It is just a few days before July 4 as I write this column and it seemed an opportune time to celebrate Independence Day with a few book recommendations about the American Revolution. While they agreed to the Declaration of Independence on July 4, 1776, it was over a month later before they actually signed the document, including John Hancock’s now famous signature. I try to read the Declaration of Independence every year on the 4th and remember how radical and transformative (for all its flaws and compromises) this document was in 1776. It’s truly a remarkable era that has never been repeated by other nations seeking independence. The four books that I’m going to recommend to you are all by eminent historians of that era in United States history. Because I'm a bit of a history snob and an historian myself (before I became a librarian), specializing in the Early National Period just a couple of decades later, I've chosen some excellent books, by excellent historians, who can also write interestingly and engagingly.
The first is Alan Taylor’s
American Revolutions: A Continental History, 1754-1804. Taylor is a two-time Pulitzer Prize winner from the University of Virginia and in this latest book (which is a sequel to his earlier
American Colonies) he writes of the development of nationalism in the colonies, and soon to be young nation, in the late 18
th century, from the Eastern colonies to the Western frontier. Though the era was filled with divisions and uncertainties, it became clear to most colonists/Americans that a patriot victory was the course to stability and less uncertainty. Taylor’s book is both engaging and well documented, giving the reader a slightly different look at this era then they may have seen before.
The next book is
Revolutionary Summer: The Birth of American Independence by Joseph Ellis. Pulitzer and National Book Award winner Ellis gives readers what might be described as the definitive book of the summer of 1776 in this thought-provoking, well-documented historical narrative that is filled with insightful analysis. It is during this summer that it becomes clear that this is a war that the British cannot win and that the Americans will not lose.
If you are looking for an excellent, well-written, thoroughly researched single-volume on the history of the Revolutionary period, and who isn't, then historian Robert Middlekauff’s
The Glorious Cause: The American Revolution, 1763-1789 may be the book for you. In this major revision/expansion of his 1982 classic, Middlekauff has written a work of historical narrative at its best that is made even more understandable through its engaging and conversational style.

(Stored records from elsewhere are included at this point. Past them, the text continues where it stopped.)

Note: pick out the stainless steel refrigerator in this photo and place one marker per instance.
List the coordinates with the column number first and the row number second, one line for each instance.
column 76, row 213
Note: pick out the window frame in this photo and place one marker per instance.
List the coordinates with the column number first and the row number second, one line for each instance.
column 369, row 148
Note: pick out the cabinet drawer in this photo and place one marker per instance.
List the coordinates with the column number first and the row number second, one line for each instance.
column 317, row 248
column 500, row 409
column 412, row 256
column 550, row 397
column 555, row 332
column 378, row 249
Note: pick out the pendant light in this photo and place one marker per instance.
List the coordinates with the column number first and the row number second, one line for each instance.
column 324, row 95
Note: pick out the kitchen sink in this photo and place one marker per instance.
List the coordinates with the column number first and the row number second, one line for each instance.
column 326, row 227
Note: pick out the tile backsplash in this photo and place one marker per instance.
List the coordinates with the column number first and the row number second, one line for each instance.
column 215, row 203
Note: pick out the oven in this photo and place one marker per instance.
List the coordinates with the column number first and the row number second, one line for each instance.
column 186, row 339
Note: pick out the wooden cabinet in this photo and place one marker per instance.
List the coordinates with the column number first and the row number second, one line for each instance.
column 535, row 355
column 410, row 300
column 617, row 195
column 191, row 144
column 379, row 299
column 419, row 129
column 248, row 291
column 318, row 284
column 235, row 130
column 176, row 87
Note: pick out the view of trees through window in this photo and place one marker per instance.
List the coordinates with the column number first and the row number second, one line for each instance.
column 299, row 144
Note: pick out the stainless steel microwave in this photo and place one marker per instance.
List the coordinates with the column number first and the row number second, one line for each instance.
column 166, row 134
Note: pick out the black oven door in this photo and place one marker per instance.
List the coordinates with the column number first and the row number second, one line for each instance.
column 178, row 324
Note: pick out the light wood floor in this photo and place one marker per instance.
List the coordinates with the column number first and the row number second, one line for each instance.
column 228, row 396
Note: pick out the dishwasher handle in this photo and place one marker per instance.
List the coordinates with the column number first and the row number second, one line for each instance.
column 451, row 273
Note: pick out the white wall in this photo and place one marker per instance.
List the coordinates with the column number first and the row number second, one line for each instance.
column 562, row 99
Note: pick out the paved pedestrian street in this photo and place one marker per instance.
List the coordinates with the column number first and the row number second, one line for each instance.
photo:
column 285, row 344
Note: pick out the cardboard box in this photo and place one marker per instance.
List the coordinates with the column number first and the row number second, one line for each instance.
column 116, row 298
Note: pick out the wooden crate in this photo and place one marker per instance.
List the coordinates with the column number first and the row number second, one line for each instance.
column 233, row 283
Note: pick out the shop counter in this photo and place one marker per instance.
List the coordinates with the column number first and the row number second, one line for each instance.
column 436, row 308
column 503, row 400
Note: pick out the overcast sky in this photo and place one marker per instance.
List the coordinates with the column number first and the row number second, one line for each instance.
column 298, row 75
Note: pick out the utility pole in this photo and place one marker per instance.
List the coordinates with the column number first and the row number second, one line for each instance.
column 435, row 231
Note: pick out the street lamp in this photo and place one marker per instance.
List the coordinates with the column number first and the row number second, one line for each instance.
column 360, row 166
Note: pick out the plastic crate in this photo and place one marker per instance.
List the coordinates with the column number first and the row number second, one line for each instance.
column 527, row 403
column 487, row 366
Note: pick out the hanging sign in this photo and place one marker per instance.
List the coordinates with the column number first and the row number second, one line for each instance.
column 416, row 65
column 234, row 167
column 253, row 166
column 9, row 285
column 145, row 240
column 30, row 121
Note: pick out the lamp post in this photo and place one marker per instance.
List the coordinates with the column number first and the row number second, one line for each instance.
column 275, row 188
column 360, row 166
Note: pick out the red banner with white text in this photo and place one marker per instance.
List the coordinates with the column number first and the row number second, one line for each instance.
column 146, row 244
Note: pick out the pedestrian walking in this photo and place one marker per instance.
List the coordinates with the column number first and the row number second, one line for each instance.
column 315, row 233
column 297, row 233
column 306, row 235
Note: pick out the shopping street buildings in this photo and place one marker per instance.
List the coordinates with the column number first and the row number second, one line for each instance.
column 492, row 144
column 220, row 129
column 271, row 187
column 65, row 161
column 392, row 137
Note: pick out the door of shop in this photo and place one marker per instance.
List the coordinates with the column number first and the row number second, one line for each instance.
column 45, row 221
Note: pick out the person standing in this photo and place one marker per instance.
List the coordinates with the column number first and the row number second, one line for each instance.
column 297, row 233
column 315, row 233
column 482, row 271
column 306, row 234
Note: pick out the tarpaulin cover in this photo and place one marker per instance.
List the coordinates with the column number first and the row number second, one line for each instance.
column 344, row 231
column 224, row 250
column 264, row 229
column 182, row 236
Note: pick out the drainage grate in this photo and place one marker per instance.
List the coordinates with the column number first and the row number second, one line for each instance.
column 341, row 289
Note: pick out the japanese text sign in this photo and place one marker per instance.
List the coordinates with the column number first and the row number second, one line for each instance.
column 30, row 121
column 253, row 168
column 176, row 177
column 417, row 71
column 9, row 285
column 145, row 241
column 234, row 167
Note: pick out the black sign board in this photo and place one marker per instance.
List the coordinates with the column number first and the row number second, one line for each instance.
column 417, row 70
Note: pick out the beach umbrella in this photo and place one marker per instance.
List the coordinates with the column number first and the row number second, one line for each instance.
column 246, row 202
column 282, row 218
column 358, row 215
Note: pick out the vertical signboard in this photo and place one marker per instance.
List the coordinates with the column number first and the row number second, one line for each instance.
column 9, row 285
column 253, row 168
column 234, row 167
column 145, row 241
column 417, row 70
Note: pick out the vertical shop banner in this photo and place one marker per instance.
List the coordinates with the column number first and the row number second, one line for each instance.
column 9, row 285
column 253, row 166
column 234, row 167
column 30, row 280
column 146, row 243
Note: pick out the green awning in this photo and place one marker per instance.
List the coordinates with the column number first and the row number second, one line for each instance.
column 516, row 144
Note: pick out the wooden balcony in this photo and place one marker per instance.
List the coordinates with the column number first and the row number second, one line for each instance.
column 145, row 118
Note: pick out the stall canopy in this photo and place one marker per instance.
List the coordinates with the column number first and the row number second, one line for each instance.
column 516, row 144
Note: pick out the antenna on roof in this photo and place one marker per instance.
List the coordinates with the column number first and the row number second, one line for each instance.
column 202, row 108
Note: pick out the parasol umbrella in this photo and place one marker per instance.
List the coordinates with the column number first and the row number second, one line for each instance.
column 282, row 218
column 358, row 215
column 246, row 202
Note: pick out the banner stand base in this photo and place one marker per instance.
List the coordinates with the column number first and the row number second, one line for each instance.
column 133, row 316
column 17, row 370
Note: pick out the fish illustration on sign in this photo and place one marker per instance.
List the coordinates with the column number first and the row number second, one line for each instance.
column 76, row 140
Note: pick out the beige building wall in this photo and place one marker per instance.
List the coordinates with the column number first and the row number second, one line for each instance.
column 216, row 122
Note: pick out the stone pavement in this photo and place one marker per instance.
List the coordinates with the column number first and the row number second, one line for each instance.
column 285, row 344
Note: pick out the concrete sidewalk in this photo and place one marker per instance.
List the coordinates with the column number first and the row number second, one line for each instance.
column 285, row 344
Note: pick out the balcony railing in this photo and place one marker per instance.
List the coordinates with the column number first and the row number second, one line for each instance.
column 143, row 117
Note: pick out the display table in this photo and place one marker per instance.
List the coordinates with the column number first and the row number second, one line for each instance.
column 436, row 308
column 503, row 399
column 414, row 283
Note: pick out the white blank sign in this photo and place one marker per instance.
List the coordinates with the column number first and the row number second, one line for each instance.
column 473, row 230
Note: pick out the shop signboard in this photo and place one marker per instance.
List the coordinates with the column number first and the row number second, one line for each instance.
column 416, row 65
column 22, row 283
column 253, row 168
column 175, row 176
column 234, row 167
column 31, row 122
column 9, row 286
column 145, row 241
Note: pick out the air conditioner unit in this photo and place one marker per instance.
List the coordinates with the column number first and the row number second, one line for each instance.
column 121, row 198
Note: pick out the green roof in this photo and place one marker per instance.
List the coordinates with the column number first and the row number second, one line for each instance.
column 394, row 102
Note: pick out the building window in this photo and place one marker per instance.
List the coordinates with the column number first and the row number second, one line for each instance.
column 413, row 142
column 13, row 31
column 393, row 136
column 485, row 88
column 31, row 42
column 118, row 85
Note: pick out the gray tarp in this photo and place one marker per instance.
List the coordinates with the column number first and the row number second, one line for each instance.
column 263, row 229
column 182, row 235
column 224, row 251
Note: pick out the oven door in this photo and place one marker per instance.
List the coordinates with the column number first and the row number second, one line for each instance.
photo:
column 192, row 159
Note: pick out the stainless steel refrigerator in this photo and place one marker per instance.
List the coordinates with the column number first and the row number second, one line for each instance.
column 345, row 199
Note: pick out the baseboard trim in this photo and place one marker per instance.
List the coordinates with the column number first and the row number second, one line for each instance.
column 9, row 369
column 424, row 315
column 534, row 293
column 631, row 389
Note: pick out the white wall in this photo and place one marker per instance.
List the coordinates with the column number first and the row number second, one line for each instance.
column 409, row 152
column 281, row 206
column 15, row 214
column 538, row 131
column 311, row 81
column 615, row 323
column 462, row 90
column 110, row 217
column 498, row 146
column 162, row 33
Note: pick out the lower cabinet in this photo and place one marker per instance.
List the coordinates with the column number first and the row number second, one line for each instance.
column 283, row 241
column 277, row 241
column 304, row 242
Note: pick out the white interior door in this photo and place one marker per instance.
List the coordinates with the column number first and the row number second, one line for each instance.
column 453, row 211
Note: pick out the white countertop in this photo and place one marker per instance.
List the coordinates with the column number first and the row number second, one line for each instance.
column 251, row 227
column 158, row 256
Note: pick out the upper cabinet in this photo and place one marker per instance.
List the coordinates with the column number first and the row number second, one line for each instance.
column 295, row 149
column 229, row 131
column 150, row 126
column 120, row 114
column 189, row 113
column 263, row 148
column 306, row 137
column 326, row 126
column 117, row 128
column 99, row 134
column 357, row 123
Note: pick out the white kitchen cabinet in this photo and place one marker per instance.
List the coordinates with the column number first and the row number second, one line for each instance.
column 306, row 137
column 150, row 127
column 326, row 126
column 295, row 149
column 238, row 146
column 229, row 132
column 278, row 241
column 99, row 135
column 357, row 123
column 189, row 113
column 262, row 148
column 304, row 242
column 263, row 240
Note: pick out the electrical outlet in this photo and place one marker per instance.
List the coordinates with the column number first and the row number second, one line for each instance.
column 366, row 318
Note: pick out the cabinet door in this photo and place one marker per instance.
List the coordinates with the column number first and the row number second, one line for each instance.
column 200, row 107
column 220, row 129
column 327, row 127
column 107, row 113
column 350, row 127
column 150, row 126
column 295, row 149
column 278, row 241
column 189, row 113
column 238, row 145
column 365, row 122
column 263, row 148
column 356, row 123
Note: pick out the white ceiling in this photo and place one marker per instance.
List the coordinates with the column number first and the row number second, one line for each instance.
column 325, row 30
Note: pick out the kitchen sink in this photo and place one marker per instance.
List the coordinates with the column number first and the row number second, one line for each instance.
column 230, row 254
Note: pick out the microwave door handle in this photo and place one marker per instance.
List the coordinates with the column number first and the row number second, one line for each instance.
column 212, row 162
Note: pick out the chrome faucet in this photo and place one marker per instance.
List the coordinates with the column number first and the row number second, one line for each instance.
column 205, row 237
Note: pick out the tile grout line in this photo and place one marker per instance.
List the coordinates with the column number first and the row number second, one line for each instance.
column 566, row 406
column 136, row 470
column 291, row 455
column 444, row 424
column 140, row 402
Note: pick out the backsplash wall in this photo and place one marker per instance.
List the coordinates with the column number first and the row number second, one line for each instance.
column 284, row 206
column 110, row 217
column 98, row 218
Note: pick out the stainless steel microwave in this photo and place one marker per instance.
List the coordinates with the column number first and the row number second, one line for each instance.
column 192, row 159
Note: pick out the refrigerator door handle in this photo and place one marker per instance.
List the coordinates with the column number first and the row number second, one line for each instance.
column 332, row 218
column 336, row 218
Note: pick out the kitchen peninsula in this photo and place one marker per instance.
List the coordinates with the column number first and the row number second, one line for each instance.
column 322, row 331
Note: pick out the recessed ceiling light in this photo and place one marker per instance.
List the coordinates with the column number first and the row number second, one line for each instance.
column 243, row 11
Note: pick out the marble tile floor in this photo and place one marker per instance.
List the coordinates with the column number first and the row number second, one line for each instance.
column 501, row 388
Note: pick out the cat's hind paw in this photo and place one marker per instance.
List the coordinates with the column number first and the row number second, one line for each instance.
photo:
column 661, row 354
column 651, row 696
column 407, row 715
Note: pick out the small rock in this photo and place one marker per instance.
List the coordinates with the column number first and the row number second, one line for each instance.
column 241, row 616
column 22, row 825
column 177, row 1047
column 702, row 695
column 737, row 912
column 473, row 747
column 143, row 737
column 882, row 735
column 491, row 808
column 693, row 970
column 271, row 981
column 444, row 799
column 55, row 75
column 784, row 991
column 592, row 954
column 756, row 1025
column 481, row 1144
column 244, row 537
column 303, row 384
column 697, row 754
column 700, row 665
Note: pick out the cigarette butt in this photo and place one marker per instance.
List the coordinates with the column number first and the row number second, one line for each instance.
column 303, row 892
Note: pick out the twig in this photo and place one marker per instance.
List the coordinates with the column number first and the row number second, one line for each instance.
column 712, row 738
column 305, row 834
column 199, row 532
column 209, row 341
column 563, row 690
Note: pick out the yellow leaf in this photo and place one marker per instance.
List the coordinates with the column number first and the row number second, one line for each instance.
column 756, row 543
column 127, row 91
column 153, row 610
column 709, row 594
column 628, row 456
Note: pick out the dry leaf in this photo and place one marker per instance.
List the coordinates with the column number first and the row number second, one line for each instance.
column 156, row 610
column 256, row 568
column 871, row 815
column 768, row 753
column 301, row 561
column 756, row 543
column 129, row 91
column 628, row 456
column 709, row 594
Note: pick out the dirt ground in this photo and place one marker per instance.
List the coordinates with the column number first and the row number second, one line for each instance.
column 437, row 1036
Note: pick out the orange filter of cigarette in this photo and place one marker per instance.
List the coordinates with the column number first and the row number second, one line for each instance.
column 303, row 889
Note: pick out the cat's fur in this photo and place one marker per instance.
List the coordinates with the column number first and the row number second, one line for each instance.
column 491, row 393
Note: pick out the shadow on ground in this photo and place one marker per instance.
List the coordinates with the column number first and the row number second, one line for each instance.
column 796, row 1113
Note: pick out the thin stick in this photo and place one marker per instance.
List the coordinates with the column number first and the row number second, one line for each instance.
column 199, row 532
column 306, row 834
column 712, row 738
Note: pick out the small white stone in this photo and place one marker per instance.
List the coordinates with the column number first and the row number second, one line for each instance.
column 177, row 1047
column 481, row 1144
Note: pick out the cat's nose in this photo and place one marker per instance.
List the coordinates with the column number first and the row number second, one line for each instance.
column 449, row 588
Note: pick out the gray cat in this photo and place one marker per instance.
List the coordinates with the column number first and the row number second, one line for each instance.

Finally, no list of eminent historians of the Revolutionary era would be complete without at least one book by Gordon Wood. I present to you his Pulitzer Prize winning book
The Radicalism of the American Revolution. This book is truly a classic of historical research, analysis, and a, if you’ll excuse my choice of words here, radical look at not only why the American Revolution happened at all, but why it looks so very different from other revolutions, such as the French Revolution occurring just a few years later. He explains the transformation of a seemingly content, monarchical-leaning group of colonies into the liberal, democratic republicans as a revolution of the minds of the colonists themselves. So, spend your 4
th of July reading any of these titles, or any of the many others that we have at your Longview Library.